Zum Glück hatte der bekannte Rechtsanwalt nicht gesehen, dass sie aus Flüchtigkeit einen verhängnisvollen Tippfehler eingebaut hatte, der den Einspruch nicht rechtswirksam werden ließ.

Immer, wenn man es eilig hat, erscheint alles in Zeitlupe zu passieren.
Die alte Dame, die jeden Abend um die selbe Zeit zum Supermarkt ging, um sich einen schönen, frischen, roten Apfel für den Nachtisch und ein ebenso frisches Brötchen für das Frühstück am nächsten Morgen zu holen, ging heute besonders langsam über den Zebrastreifen.
Claudia war versucht, das Gaspedal etwas herunterzudrücken, um durch das aufheulende Geräusch die alte Dame etwas anzufeuern.
Sie beherrschte sich jedoch. Wenn die alte Dame erschrak und hinfiel, dauerte es sicherlich noch sehr viel länger.
Und sie konnte es so schon kaum erwarten, nach Hause zu kommen.
Jürgen würde schon auf sie warten.
Sicher hatte er sich wieder so eine richtig verrückte Überraschung für sie ausgedacht.
Dabei entwickelte er unwahrscheinlich viel Phantasie.

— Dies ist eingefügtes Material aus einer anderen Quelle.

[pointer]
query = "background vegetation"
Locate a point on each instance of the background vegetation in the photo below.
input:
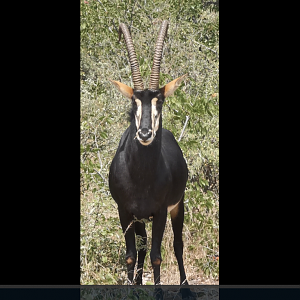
(191, 46)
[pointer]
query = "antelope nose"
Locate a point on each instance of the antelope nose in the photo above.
(145, 134)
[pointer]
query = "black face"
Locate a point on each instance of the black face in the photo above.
(147, 107)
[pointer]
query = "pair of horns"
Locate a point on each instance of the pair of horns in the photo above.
(136, 75)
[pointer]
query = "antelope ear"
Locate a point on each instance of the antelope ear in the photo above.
(123, 88)
(171, 87)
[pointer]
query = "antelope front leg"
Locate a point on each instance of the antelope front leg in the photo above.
(158, 227)
(128, 230)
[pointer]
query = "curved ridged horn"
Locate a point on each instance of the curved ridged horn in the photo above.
(136, 75)
(154, 77)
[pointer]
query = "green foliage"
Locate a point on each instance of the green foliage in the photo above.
(191, 46)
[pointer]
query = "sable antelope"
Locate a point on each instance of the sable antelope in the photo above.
(148, 174)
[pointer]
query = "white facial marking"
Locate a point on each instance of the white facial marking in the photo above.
(138, 114)
(154, 116)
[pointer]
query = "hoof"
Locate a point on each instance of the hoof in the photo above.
(187, 294)
(159, 294)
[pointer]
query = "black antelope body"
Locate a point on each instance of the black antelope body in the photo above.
(148, 174)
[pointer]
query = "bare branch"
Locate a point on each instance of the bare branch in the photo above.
(186, 120)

Sie vermochte kaum daran zu denken, die Handbremse anzuziehen, als sie vor ihrem hübschen kleinen Vorstadthäuschen parkte. Direkt hinter Jürgen's Wagen.
Im Vorbeigehen ließ sie ihre Hand über die Motorhaube gleiten.
Sie war kalt. Also mußte Jürgen schon eine ganze Zeit da sein.
Sie verfluchte ihren Chef, die drei roten Ampeln und die alte Dame.
Nein, die alte Dame nicht. Sie konnte ja nichts dafür und Claudia würde auch einmal so alt sein und sich freuen, wenn man sie in Ruhe die Straße überqueren ließ.

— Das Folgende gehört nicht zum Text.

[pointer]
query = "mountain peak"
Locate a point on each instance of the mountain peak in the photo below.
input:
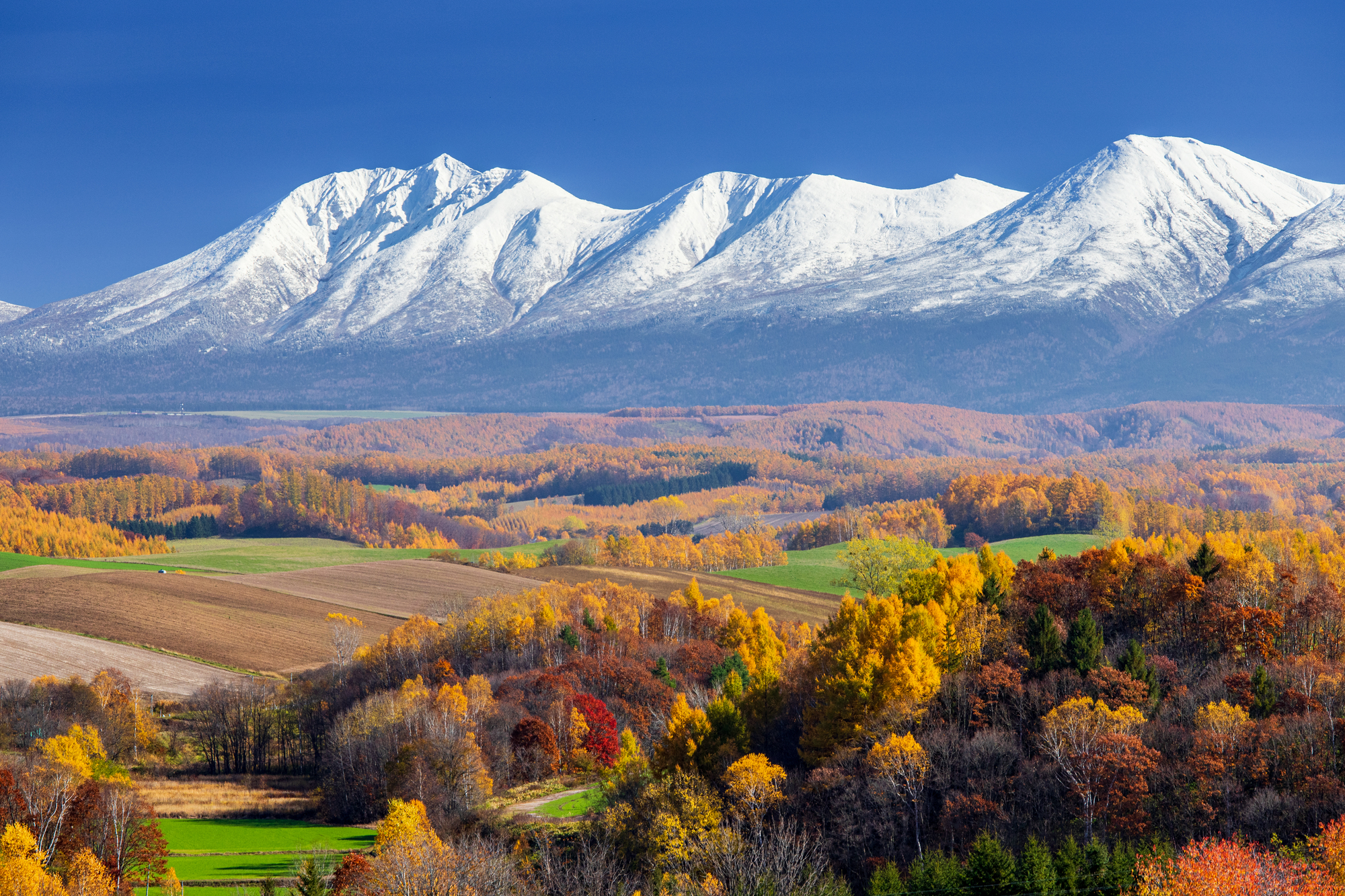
(11, 313)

Auf der untersten Stufe stand Klaas und strahlte sie an.
Sein Gesicht leuchtete, wie es das nur tat, wenn er sich ausmalte, wie Claudia sich über eine Überraschung freuen würde.
Das letzte Mal hatte er so gestrahlt, als er klammheimlich das Rosenbeet angelegt hatte, während sie bei der Arbeit war.
Sie hatte sich so gefreut, dass sie ihn umarmte und ihm sogar einen Kuß auf die Wange gab.

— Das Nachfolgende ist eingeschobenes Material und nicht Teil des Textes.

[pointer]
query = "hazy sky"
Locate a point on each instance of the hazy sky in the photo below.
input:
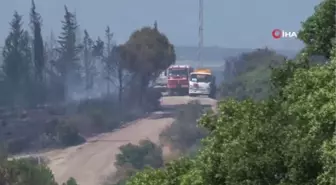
(227, 23)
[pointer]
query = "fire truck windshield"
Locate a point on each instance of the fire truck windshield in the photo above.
(178, 72)
(200, 78)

Klaas nahm Claudia vorsichtig am Arm und führte sie in das Häuschen.
"Hmmm, das riecht ja toll. Hast Du etwa für uns gekocht, Klaas?".
Klaas nickte nur, deutete auf das kunstvoll gemalte Schild mit dem fehlerfrei geschriebenen Text "Guten Appetit" und öffnete die Wohnzimmertür.

Er trat einen Schritt beiseite, damit sie den Wohnzimmertisch sehen konnte.

Am Kopfende des Tisches lag das große Tranchiermesser und eine Grillgabel.
Die Kohlen auf dem tragbaren Grill brannten vor sich hin. Das Fett der letzten Grillparty sorgte dafür, dass es angenehm und unaufdringlich nach den bereits vergangenen Köstlichkeiten roch. Frische Zwiebeln ergänzten das reiche Aroma.

Auf den beiden großen, silbernen Tabletts, auf denen sonst die Vorspeisen, die Appetithäppchen und manchmal auch das Hauptgericht gereicht wurden, lag Jürgen auf seinen Knien. Unbekleidet. Das Hinterteil etwas nach oben gestreckt, damit er komplett auf die Tabletts paßte.
Der Kopf lag auf dem Tablett auf, das volle, braune Haar war sorgfältig über die Kopfwunde gekämmt, damit sie nicht so ins Auge fiel. Im Mund steckte appetitlich ein schöner, roter, frischer Apfel, wie ihn die alte Dame wohl kaum verschmäht hätte.

Klaas' Augen erleuchteten sich noch heller, als er ihr erklärte: "Du sagtest doch, dass Du ihn zum Fressen gern hättest!"